- Born: 1964 (age 61–62)
- Education: University of California, Davis Skowhegan School of Painting and Sculpture Mills College
- Occupations: Abstract artist, curator, and professor
- Website: www.jessicasnowart.com

= Jessica Snow =

American abstract artist, curator and academic

Jessica Snow (born 1964) is an American abstract artist, filmmaker, curator, and professor. Distinguishing characteristics of Snow’s paintings and drawings include bright, vivid colors through a visual language that employs color, shape and texture Snow's sources of artistic inspiration include landscape design, ancient art history, and the natural world. Her presentation of these subjects is influenced by traditions of geometric abstraction, biomorphism, and color field painting. She lives and works in San Francisco, California, where she teaches painting, drawing and art appreciation at the University of San Francisco.

== Education ==

Jessica Snow earned her Bachelor of Arts degree from the University of California, Davis in 1988, where she studied with Wayne Thiebaud, Squeak Carnwath and Cornelia Schultz. After attending a summer residency at the Skowhegan School of Painting and Sculpture in Skowhegan, Maine, she went on to earn her Master of Fine Arts degree from Mills College in Oakland, California in 1996, where she studied with Hung Liu, Ron Nagle, and Moira Roth.

== Work ==

Snow utilizes techniques, mediums, and approaches from multiple different aesthetic disciplines in order to create her work. Her recent work is the result of interacting with the sea to create spontaneous paintings, in which the seawater and paint interact. In prior bodies of work, she would occasionally create as many as 20 preliminary sketches in pencil or pen. Which art medium she uses depends on what surface material she is using at the time.
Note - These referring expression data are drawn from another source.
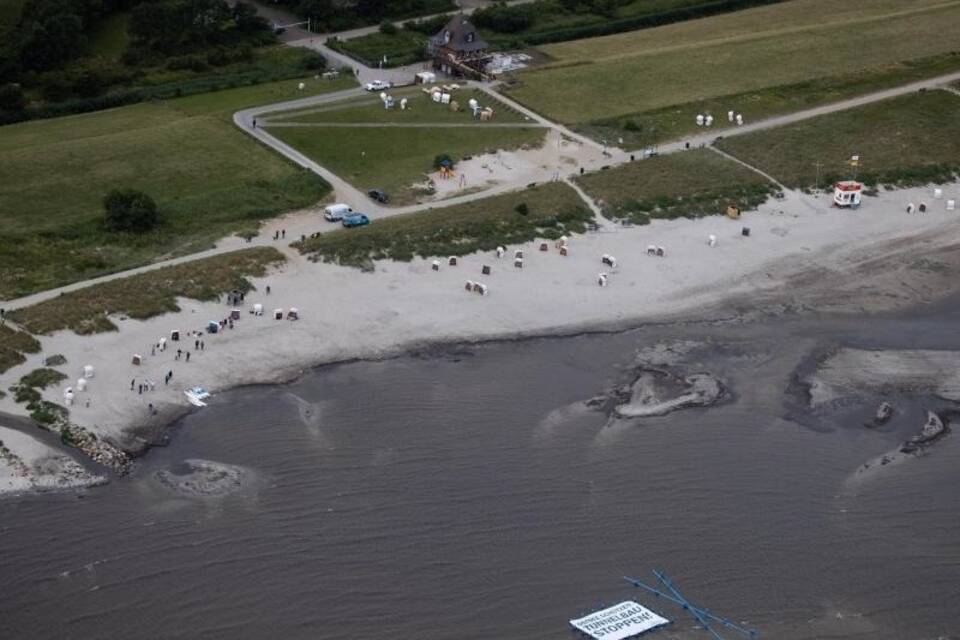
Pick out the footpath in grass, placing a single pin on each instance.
(208, 178)
(148, 294)
(736, 53)
(689, 184)
(398, 159)
(907, 141)
(545, 211)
For example, on one of her artist's pages, it states: "when working with paper, panels or walls, she will employ acrylics while she will paint with oil on canvas or linen. She also recently experimented working on Dibond, a lightweight aluminum panel where she will combine both oil and acrylic and sometimes will use a black fine-point pen when drawing on the surface".

== Exhibitions ==

Snow’s artwork has been extensively exhibited in the United States and abroad. Her body of work on the ancient Greek goddesses was exhibited at Greece’s Ionion Center for the Arts and Culture, where she completed a residency. Her recent body of work, 'Minoan Stories', was featured in a solo exhibition at Pastine Projects in San Francisco. Snow's work was featured in a group exhibition at the U.S. Embassy in Helsinki along with the artwork of Roy Lichtenstein and other notable artists. Snow's work is also featured in the exhibition's catalog. Other noteworthy exhibitions of Snow's art took place including at the Sonoma Valley Museum of Art in Sonoma, California, The Crocker Art Museum in Sacramento, California, the Riverside Art Museum in Riverside, California, the University of California, San Diego Art Museum, the Monterey Museum of Art (MMA) in Monterey, California, and at the US Embassy, in Montevideo, Uruguay. Snow was an Artist-Ambassador for the United States Department of State to Uruguay in 2007. Recent exhibitions include ‘Badass Color’, a 2-person exhibition at Le Pavé d’Orsay in Paris and The 5th International Biennale of Non-Objective Art in Pont de Claix, France. Snow recently received the Denis Diderot Fellowship residency program at the Château d'Orquevaux.